A CASE FOR EXTENDED-RELEASE FORMULATIONS

Another attraction of valproate lies in its multiple methods of administration—delayed-release, syrups, intravenous, sprinkles, and extended-release formulations. “With extended-release formulations you want to flatten the plasma level curves,” Dr. Porsteinsson said. “With conventional release you’re worried about peak-related side effects and trough-related symptom escape. We hope to see fewer side effects, better compliance, and better efficacy from the extended release formulation.”

Dr.
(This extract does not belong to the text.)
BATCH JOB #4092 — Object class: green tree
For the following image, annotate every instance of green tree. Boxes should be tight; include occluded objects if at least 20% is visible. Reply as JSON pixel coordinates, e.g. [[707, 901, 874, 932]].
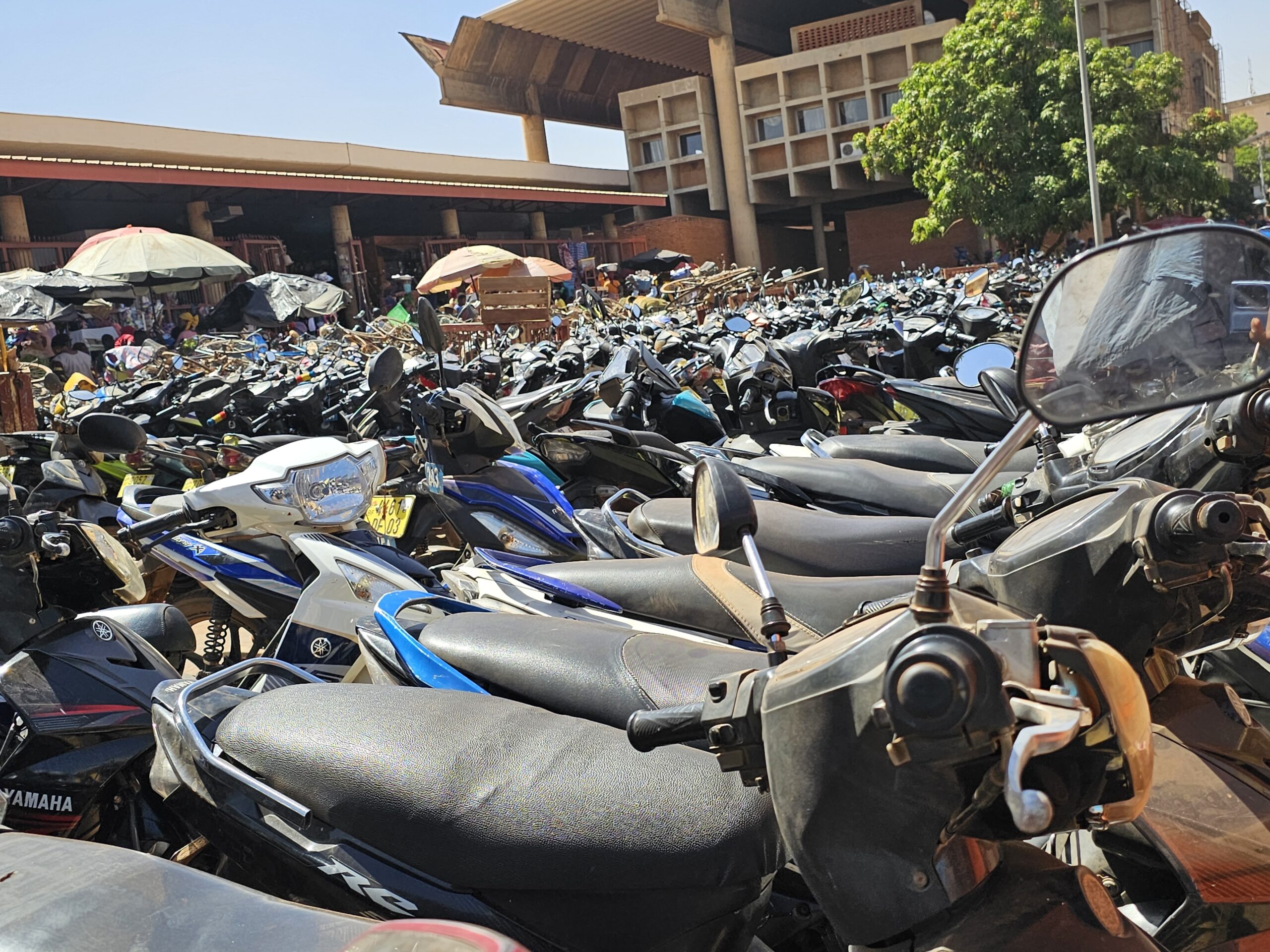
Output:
[[856, 0, 1238, 246]]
Porsteinsson went on to document the case of a 67-year-old patient with bipolar disorder who was chronically hypomanic and had a slowly progressive cognitive disorder. “When he gets manic, there’s no one more sexually disinhibited. You have to restrain him to give him care because his hands are all over the place,” Dr. Porsteinsson said. “He doesn’t tolerate any antipsychotics. Doesn’t tolerate lithium. When we tried Depakote, he needed about 500 mg. We could give him 250 mg twice daily, but he would accelerate in the evening and you could not get medications into him reliably. If you gave 500 mg once in the morning he would have peak-related side effects—you just couldn’t do it.

“He was the first patient I put on the extended-release divalproex. It was tolerated very well at 500 mg: improved patient compliance and improved treatment. Clinically, it’s effective. I haven’t been called to see him in a year,” he added.

For Dr. Porsteinsson, the case seemed to exemplify the need to continue to pursue alternatives to antipsychotics for the treatment of behavioral disturbances in dementia. “Anticonvulsants offer exciting new treatment and research possibilities. Patients on stable doses of valproate can actually be switched to a simpler medication regimen with extended release formulations,” he said. “And if it has an impact on tau, can it be preventive in ‘tau-opathies’ to be on the drug long term? Obviously, follow-up studies are indicated. There’s a lot more to come, so keep your eyes open.”